Story at a glance
- The most recent results from the National Assessment of Educational Progress revealed that 40% of eighth graders tested below average in the basics of U.S. history in 2022.
- U.S. history scores on the assessment have continued to decline since 2014.
- Patriotism has diminished as well, according to a Wall Street Journal-NORC poll.
WASHINGTON (NewsNation) — As the United States and Allied countries remember D-Day on its 80th anniversary, there are many young Americans who may not even know what happened on that fateful day.
In fact, the most recent results from the National Assessment of Educational Progress, otherwise known as the Nation’s Report Card, revealed that 40% of eighth graders tested below average in the basics of U.S. history in 2022.
Lack of basic history knowledge
This means that 40% of the young students tested lack the basic proficiency and knowledge in history — they can’t identify simple historical dates or concepts from the founding of the U.S. to the Civil War to D-Day.
Students are unable to recite what an event was, when it happened or why it even mattered.

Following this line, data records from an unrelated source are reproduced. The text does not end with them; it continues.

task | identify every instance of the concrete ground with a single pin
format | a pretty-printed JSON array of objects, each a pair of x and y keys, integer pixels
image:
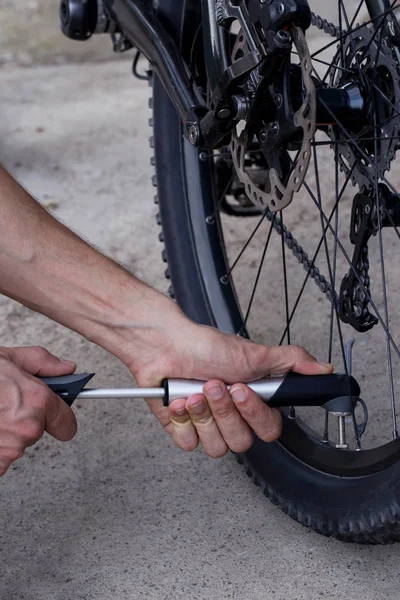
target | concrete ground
[{"x": 119, "y": 512}]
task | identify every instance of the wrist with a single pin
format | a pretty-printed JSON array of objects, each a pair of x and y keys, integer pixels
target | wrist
[{"x": 139, "y": 327}]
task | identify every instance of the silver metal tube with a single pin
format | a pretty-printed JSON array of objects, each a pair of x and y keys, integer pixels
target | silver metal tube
[
  {"x": 179, "y": 388},
  {"x": 123, "y": 393}
]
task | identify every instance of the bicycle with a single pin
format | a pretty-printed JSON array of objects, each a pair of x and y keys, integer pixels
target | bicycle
[{"x": 244, "y": 115}]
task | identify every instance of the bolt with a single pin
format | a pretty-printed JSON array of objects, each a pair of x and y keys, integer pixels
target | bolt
[
  {"x": 193, "y": 134},
  {"x": 274, "y": 128},
  {"x": 224, "y": 113},
  {"x": 342, "y": 445}
]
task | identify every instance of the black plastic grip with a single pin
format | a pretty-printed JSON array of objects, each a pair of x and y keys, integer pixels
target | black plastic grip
[
  {"x": 68, "y": 387},
  {"x": 313, "y": 390}
]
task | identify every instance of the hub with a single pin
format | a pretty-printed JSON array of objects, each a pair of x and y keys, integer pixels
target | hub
[{"x": 345, "y": 105}]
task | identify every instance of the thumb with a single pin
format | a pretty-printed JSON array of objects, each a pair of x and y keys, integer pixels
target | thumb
[
  {"x": 36, "y": 360},
  {"x": 281, "y": 359}
]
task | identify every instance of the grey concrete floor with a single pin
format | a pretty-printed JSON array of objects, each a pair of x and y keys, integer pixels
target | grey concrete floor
[{"x": 119, "y": 512}]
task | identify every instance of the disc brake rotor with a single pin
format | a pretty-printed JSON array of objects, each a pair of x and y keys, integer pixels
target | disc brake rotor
[
  {"x": 278, "y": 189},
  {"x": 366, "y": 52}
]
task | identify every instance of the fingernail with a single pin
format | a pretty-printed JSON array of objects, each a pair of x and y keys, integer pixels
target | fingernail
[
  {"x": 198, "y": 408},
  {"x": 215, "y": 392},
  {"x": 327, "y": 365},
  {"x": 238, "y": 395},
  {"x": 180, "y": 412},
  {"x": 69, "y": 363}
]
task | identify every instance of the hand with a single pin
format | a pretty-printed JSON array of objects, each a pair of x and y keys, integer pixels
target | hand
[
  {"x": 27, "y": 406},
  {"x": 218, "y": 418}
]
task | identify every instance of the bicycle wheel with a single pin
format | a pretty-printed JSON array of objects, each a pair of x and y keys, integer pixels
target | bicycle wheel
[{"x": 318, "y": 273}]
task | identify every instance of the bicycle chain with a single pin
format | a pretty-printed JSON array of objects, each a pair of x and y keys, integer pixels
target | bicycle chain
[
  {"x": 290, "y": 241},
  {"x": 301, "y": 255}
]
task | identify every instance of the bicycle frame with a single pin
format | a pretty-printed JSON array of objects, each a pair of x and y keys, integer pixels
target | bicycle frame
[{"x": 148, "y": 31}]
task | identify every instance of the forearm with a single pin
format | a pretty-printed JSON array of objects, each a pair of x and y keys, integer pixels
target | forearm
[{"x": 48, "y": 268}]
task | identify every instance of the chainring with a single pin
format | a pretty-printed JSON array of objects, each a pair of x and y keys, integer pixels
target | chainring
[
  {"x": 277, "y": 194},
  {"x": 365, "y": 51}
]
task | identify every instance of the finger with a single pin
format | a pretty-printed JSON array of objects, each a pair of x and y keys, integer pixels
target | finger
[
  {"x": 60, "y": 421},
  {"x": 281, "y": 359},
  {"x": 4, "y": 468},
  {"x": 233, "y": 428},
  {"x": 39, "y": 361},
  {"x": 161, "y": 412},
  {"x": 183, "y": 431},
  {"x": 265, "y": 421},
  {"x": 207, "y": 429}
]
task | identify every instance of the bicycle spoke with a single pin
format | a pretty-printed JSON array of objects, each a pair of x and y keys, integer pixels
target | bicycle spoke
[
  {"x": 285, "y": 280},
  {"x": 346, "y": 256},
  {"x": 245, "y": 246},
  {"x": 332, "y": 281},
  {"x": 385, "y": 302},
  {"x": 362, "y": 153},
  {"x": 253, "y": 293},
  {"x": 316, "y": 253},
  {"x": 330, "y": 347},
  {"x": 360, "y": 71},
  {"x": 347, "y": 33}
]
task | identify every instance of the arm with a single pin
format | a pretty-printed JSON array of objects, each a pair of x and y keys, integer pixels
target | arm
[{"x": 48, "y": 268}]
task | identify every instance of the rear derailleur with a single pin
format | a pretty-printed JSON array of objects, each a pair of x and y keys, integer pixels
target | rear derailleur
[{"x": 367, "y": 218}]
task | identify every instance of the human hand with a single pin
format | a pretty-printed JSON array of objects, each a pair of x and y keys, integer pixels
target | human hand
[
  {"x": 218, "y": 418},
  {"x": 27, "y": 406}
]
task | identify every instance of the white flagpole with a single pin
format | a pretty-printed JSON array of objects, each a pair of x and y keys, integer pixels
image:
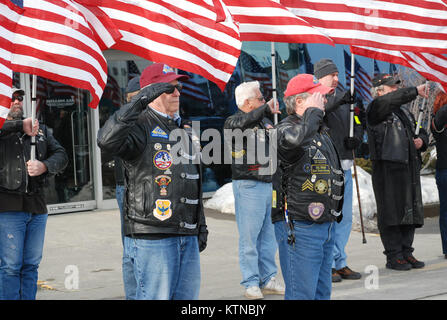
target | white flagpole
[
  {"x": 33, "y": 116},
  {"x": 275, "y": 116}
]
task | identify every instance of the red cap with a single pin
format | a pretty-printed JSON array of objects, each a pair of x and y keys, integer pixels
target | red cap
[
  {"x": 305, "y": 83},
  {"x": 159, "y": 72}
]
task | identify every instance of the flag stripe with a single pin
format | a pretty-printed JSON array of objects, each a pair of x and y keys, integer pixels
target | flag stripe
[{"x": 394, "y": 25}]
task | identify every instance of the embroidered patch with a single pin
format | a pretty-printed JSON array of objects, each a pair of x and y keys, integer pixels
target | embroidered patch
[
  {"x": 163, "y": 181},
  {"x": 307, "y": 185},
  {"x": 162, "y": 160},
  {"x": 162, "y": 209},
  {"x": 315, "y": 210},
  {"x": 321, "y": 186},
  {"x": 159, "y": 133}
]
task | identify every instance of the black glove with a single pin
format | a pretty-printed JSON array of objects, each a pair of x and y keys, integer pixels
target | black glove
[
  {"x": 203, "y": 237},
  {"x": 153, "y": 91},
  {"x": 348, "y": 98},
  {"x": 352, "y": 143}
]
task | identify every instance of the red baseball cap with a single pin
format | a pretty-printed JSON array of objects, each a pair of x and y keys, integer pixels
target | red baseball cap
[
  {"x": 305, "y": 83},
  {"x": 159, "y": 72}
]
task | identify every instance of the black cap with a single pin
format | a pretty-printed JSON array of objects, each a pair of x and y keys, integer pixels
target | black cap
[
  {"x": 384, "y": 79},
  {"x": 324, "y": 67},
  {"x": 133, "y": 85}
]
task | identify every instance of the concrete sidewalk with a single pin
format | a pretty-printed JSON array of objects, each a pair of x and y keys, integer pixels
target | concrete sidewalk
[{"x": 87, "y": 246}]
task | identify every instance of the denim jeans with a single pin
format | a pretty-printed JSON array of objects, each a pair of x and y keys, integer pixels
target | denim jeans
[
  {"x": 165, "y": 269},
  {"x": 441, "y": 181},
  {"x": 257, "y": 245},
  {"x": 306, "y": 265},
  {"x": 21, "y": 244},
  {"x": 342, "y": 230},
  {"x": 130, "y": 284}
]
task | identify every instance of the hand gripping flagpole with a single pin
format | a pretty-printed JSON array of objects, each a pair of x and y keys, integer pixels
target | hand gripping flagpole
[
  {"x": 421, "y": 110},
  {"x": 275, "y": 115},
  {"x": 351, "y": 134},
  {"x": 33, "y": 117}
]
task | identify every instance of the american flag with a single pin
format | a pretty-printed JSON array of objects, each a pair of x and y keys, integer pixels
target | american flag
[
  {"x": 362, "y": 80},
  {"x": 183, "y": 34},
  {"x": 53, "y": 40},
  {"x": 409, "y": 25},
  {"x": 252, "y": 71},
  {"x": 431, "y": 66},
  {"x": 266, "y": 20},
  {"x": 9, "y": 15}
]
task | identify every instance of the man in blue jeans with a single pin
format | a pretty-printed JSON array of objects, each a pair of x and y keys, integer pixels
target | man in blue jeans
[
  {"x": 252, "y": 189},
  {"x": 312, "y": 184},
  {"x": 23, "y": 211},
  {"x": 337, "y": 118},
  {"x": 130, "y": 284}
]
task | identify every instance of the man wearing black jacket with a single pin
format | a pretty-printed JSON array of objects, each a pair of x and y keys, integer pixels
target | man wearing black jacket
[
  {"x": 396, "y": 164},
  {"x": 23, "y": 211},
  {"x": 164, "y": 222},
  {"x": 252, "y": 189},
  {"x": 338, "y": 120}
]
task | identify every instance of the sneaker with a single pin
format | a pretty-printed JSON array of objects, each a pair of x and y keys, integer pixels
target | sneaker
[
  {"x": 274, "y": 286},
  {"x": 347, "y": 273},
  {"x": 253, "y": 293},
  {"x": 398, "y": 264},
  {"x": 335, "y": 276},
  {"x": 415, "y": 263}
]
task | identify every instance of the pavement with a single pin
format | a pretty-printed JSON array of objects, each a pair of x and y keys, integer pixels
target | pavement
[{"x": 82, "y": 261}]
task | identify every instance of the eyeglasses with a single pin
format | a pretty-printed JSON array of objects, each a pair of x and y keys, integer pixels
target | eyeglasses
[{"x": 177, "y": 86}]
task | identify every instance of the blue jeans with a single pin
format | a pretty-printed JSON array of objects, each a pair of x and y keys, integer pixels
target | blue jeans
[
  {"x": 130, "y": 284},
  {"x": 166, "y": 269},
  {"x": 306, "y": 266},
  {"x": 342, "y": 230},
  {"x": 257, "y": 245},
  {"x": 441, "y": 181},
  {"x": 21, "y": 244}
]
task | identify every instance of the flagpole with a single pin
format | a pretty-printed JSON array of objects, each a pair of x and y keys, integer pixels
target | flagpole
[
  {"x": 351, "y": 134},
  {"x": 275, "y": 115},
  {"x": 33, "y": 116}
]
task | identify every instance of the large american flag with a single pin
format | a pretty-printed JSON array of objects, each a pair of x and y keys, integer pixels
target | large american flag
[
  {"x": 53, "y": 40},
  {"x": 183, "y": 34},
  {"x": 266, "y": 20},
  {"x": 409, "y": 25},
  {"x": 431, "y": 66},
  {"x": 9, "y": 15},
  {"x": 362, "y": 80}
]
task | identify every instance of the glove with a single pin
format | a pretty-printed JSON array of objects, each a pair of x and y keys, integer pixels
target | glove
[
  {"x": 153, "y": 91},
  {"x": 203, "y": 237},
  {"x": 352, "y": 143}
]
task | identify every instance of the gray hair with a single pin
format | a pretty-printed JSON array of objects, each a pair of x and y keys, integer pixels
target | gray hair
[
  {"x": 291, "y": 104},
  {"x": 245, "y": 91},
  {"x": 374, "y": 90}
]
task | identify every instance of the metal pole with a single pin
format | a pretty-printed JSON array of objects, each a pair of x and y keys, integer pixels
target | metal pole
[{"x": 275, "y": 115}]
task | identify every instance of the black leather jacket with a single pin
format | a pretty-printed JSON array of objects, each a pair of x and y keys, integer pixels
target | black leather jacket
[
  {"x": 391, "y": 127},
  {"x": 15, "y": 147},
  {"x": 310, "y": 171},
  {"x": 242, "y": 166},
  {"x": 162, "y": 197}
]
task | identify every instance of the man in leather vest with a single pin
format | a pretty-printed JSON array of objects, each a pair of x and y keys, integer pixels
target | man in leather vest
[
  {"x": 23, "y": 211},
  {"x": 312, "y": 184},
  {"x": 164, "y": 222},
  {"x": 338, "y": 119},
  {"x": 252, "y": 189},
  {"x": 396, "y": 165}
]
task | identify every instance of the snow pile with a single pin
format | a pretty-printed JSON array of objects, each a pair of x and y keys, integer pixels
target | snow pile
[{"x": 223, "y": 199}]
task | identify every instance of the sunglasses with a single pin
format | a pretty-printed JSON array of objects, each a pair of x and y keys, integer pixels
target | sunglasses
[{"x": 178, "y": 86}]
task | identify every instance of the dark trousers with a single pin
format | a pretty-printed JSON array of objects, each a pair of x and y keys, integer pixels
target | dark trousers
[{"x": 397, "y": 241}]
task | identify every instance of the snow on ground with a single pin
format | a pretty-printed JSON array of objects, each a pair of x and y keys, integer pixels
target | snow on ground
[{"x": 223, "y": 199}]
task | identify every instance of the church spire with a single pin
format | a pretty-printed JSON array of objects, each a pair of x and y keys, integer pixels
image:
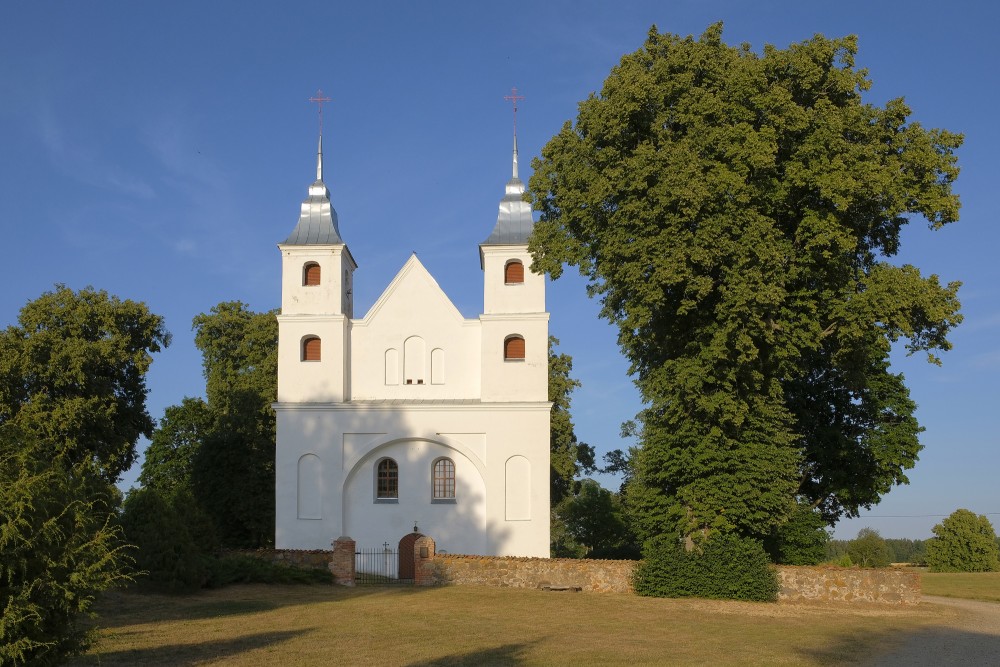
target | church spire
[
  {"x": 514, "y": 221},
  {"x": 513, "y": 98},
  {"x": 318, "y": 223},
  {"x": 319, "y": 158}
]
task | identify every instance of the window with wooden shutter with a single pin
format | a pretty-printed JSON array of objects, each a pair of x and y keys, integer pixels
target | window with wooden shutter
[
  {"x": 387, "y": 479},
  {"x": 311, "y": 274},
  {"x": 443, "y": 479},
  {"x": 311, "y": 348},
  {"x": 513, "y": 273},
  {"x": 513, "y": 348}
]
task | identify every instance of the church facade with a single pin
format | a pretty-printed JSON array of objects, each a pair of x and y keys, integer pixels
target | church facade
[{"x": 412, "y": 414}]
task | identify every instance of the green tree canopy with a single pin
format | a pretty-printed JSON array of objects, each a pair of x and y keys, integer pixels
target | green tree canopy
[
  {"x": 593, "y": 517},
  {"x": 58, "y": 551},
  {"x": 735, "y": 211},
  {"x": 73, "y": 376},
  {"x": 963, "y": 542},
  {"x": 222, "y": 449},
  {"x": 175, "y": 444},
  {"x": 568, "y": 457}
]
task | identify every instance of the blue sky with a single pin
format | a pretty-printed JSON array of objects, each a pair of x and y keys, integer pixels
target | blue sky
[{"x": 161, "y": 150}]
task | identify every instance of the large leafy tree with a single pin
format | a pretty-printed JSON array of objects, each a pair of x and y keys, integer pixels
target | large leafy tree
[
  {"x": 169, "y": 459},
  {"x": 567, "y": 457},
  {"x": 221, "y": 450},
  {"x": 58, "y": 550},
  {"x": 963, "y": 542},
  {"x": 73, "y": 376},
  {"x": 72, "y": 406},
  {"x": 735, "y": 212}
]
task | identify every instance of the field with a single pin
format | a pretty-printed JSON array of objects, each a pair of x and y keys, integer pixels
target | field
[
  {"x": 322, "y": 625},
  {"x": 968, "y": 585}
]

U.S. history scores on the assessment have continued to decline since 2014.
Not just the kids
The same assessment report showed more than 70% of adult Americans fail a basic civic literacy quiz on topics like the three branches of government, the number of Supreme Court justices and other basic functions of America’s democracy.
Only half of adults could correctly name the branch of government in which bills become laws — the legislative branch.
It’s not just history either. Patriotism has diminished as well, according to a Wall Street Journal-NORC poll.
About 38% of respondents said patriotism was very important to them, which is down from 70% in the same poll from 1998.